## Homework Assignment 3 - Linear Regression and Polynomial Regression


### 1. Linear Regression
Use numpy to establish multi-variable linear regression model, as 
$$y = Xa + b$$
where $$y \in \mathbb{R}^{n}, X \in \mathbb{R}^{n \times m}, a \in \mathbb{R}^{m}, b \in \mathbb{R},$$
$a$ is the regression coefficient, $b$ is the intercept term, according to the least square method
$$ [a|b] = (\hat{X}^T\hat{X})^{-1}\hat{X}^{T}y,$$
where $\hat{X} = [X|I_{n}]$, with $I_n = (1,1,1,\ldots,1)^T \in \mathbb{R}^{n}$

#### Step 1. Data generation

In [2]:
import numpy as np

In [3]:
def generate_linear_model_data(n, m):
    np.random.seed(2023)
    assert (n>m)
    X = np.random.uniform(0,1,(n,m))
    a = np.random.normal(0,1,m)
    # print(a.shape)
    b = np.random.normal(0,1,1)
    y = X@a + b + np.random.normal(0, 0.3, (n))
    # print(X, "\n", a, "\n", b, "\n", y)
    return X, y, a, b

In [4]:
n = 10
m = 3
X, y, a_true, b_true = generate_linear_model_data(n, m)
print('shape of X and y is:{} and {}'.format(X.shape, y.shape))
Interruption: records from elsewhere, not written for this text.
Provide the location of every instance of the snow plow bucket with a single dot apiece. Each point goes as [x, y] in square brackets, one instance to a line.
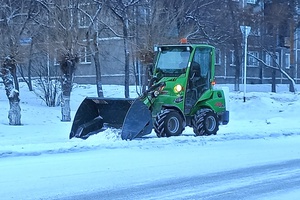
[138, 121]
[94, 113]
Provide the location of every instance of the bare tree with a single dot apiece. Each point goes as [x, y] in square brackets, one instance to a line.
[123, 10]
[14, 18]
[92, 37]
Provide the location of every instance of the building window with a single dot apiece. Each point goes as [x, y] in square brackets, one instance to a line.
[85, 55]
[287, 60]
[268, 59]
[232, 58]
[252, 61]
[271, 60]
[83, 19]
[218, 57]
[255, 31]
[251, 1]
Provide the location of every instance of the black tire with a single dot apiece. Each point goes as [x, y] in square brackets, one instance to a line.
[168, 123]
[205, 122]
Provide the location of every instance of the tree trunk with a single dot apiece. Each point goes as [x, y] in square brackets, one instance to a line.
[273, 80]
[68, 67]
[96, 57]
[126, 51]
[12, 92]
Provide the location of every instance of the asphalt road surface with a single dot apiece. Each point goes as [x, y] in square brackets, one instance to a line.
[245, 183]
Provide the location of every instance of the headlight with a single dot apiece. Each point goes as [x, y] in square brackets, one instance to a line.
[156, 93]
[178, 88]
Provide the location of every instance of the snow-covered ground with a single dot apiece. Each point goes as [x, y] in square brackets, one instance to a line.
[265, 118]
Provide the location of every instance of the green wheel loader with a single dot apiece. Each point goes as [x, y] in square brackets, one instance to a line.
[181, 93]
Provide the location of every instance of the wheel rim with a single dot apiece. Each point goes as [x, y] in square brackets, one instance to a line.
[173, 124]
[210, 123]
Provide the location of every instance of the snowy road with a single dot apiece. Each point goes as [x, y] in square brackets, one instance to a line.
[247, 183]
[234, 169]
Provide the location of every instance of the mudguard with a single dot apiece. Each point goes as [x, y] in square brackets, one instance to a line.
[94, 114]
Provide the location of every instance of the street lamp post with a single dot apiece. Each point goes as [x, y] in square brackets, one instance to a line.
[245, 30]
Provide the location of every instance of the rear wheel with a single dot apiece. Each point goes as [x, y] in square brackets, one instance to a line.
[168, 123]
[205, 122]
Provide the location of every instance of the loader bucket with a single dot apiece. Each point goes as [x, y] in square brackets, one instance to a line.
[138, 121]
[93, 113]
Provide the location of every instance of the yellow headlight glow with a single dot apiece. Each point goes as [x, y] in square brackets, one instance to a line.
[178, 88]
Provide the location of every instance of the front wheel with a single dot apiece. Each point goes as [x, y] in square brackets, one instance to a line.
[168, 123]
[205, 122]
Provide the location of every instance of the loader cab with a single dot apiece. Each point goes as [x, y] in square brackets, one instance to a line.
[173, 61]
[199, 75]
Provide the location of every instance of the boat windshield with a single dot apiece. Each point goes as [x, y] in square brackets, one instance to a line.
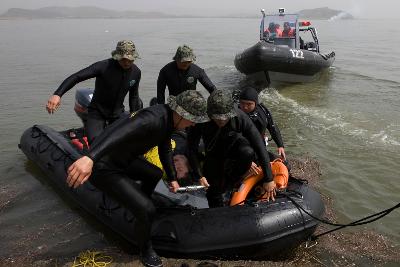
[280, 29]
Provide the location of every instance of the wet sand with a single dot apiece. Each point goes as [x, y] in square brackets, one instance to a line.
[354, 247]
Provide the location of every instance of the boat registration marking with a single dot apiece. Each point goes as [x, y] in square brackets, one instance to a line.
[297, 53]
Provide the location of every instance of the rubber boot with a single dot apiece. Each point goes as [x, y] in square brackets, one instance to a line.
[149, 257]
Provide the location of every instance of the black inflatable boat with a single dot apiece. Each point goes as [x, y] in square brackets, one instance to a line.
[184, 226]
[282, 54]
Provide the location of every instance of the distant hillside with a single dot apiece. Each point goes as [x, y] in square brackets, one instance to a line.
[324, 13]
[77, 12]
[95, 12]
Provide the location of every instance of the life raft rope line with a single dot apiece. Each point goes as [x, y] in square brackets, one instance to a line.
[92, 259]
[362, 221]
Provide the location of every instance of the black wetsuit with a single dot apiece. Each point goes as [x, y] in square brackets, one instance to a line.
[229, 152]
[179, 81]
[111, 86]
[117, 154]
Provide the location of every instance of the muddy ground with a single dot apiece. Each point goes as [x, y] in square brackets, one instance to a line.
[354, 247]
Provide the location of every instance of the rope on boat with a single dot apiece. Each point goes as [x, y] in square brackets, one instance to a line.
[362, 221]
[92, 259]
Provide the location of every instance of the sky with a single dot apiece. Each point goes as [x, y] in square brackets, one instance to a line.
[358, 8]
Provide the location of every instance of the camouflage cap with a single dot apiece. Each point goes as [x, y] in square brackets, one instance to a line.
[184, 54]
[125, 49]
[220, 105]
[191, 105]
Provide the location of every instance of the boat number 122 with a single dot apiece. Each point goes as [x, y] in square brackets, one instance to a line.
[297, 53]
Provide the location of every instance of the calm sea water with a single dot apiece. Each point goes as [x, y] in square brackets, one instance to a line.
[348, 120]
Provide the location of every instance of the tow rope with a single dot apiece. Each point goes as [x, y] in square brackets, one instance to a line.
[362, 221]
[92, 259]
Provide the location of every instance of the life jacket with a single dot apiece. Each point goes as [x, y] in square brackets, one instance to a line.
[281, 178]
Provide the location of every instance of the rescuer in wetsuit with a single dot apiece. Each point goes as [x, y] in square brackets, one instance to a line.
[116, 158]
[115, 77]
[232, 147]
[181, 75]
[262, 118]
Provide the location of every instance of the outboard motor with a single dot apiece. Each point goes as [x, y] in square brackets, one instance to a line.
[83, 96]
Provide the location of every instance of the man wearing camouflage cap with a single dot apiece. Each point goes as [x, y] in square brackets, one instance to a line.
[233, 147]
[181, 75]
[115, 77]
[115, 158]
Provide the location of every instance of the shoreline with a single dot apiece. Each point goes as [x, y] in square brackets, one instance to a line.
[360, 247]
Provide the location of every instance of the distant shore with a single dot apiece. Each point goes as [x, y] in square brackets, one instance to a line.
[91, 12]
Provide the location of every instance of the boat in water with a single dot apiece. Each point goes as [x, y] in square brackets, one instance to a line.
[285, 51]
[185, 226]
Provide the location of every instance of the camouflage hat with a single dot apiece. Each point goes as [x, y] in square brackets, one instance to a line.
[184, 54]
[125, 49]
[220, 105]
[191, 105]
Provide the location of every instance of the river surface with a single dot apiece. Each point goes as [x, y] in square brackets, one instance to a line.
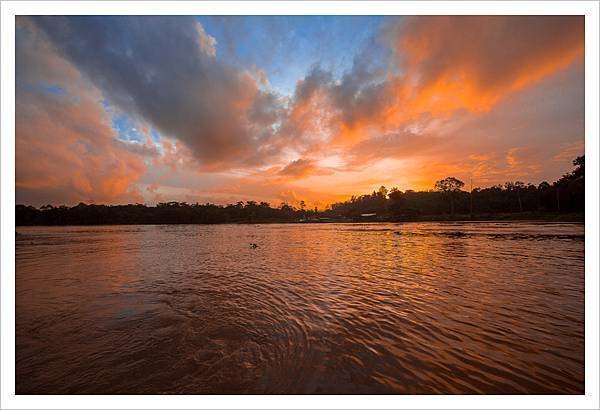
[415, 308]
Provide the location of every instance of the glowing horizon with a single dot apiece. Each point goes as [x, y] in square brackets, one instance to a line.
[283, 109]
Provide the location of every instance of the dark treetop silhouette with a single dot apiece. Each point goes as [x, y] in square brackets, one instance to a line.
[448, 201]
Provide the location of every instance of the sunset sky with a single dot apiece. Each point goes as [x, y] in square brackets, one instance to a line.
[282, 109]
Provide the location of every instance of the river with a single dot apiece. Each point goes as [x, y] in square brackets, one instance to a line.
[415, 308]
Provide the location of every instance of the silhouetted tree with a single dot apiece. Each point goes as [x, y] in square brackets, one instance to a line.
[449, 186]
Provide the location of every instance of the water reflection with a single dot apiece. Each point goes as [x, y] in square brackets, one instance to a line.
[357, 308]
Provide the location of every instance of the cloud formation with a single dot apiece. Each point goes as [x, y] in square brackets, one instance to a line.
[164, 70]
[494, 97]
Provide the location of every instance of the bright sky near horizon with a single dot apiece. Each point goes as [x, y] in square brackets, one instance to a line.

shape of X and y is:(10, 3) and (10,)


#### Step2. Fit the data by using the least square method

In [5]:
def expand_x(X):
    n, m = X.shape
    I_n = np.ones((n,1))
    # Tips: using numpy to concatenate the matrix X and I_n
    X_expand = np.concatenate((X, I_n), 1)
    # print(X_expand.shape)
    return X_expand

In [6]:
def ls_method(X, y):
    # Tips: using np.linalg.inv() to get the inverse matrix
    X_trans = np.transpose(X)
    # print(X_trans.shape, X.shape, y.shape)
    coeff = np.linalg.inv(X_trans@X)@X_trans@y
    # print(coeff)
    a_est, b_est = coeff[:-1], coeff[-1:]
    return a_est, b_est

In [7]:
X = expand_x(X)

In [8]:
a_est, b_est = ls_method(X, y)

In [9]:
# compare the true model and the estimated one
print('The true a is {}, and the estimated a is {}'.format(a_true, a_est))
print('The true b is {}, and the estimated b is {}'.format(b_true, b_est))

The true a is [0.77174916 0.74152348 1.32476273], and the estimated a is [0.68836574 0.07102966 1.39777345]
The true b is [0.43928671], and the estimated b is [0.71355283]


### 2. Polynomial Regression
Use numpy to establish polynomial regression model.
Only need to expand the raw data $X$ to $[X | X\cdot X | X \cdot X \cdot X |...]$.

In [10]:
def expand_poly_x(X, p):
    '''
    input X: (n, m)
          p: integer
    output: X_expand: (n, m * p + 1)
    '''
    n, m = X.shape
    assert(m*p+1 <= n)
    # Tips: Iteratively multiply to get the target matrix, and don not forget to append the unit vector I_n
    X_expand = np.zeros((n, m*p))
    X_expand[:, 0:m] = X
    
    for i in range(1, p):
        X_expand[:, i*m:(i+1)*m] = X_expand[:, (i-1)*m:i*m] * X
    #     print(X_expand)
    # print(X*X)
    # print(X*X*X)
    I_n = np.ones((n,1))
    X_expand = np.concatenate((X_expand, I_n ), 1)
    return X_expand

In [14]:
p = 3
n = 10
m = 2
X, y, a_true, b_true = generate_linear_model_data(n, m)
X = expand_poly_x(X,p)

In [15]:
a_est, b_est = ls_method(X, y)

In [16]:
a_est, b_est

(array([-14.41164636,   6.48866598,  49.77857677, -14.2304274 ,
        -53.34168224,   8.25924227]),
 array([-0.72581642]))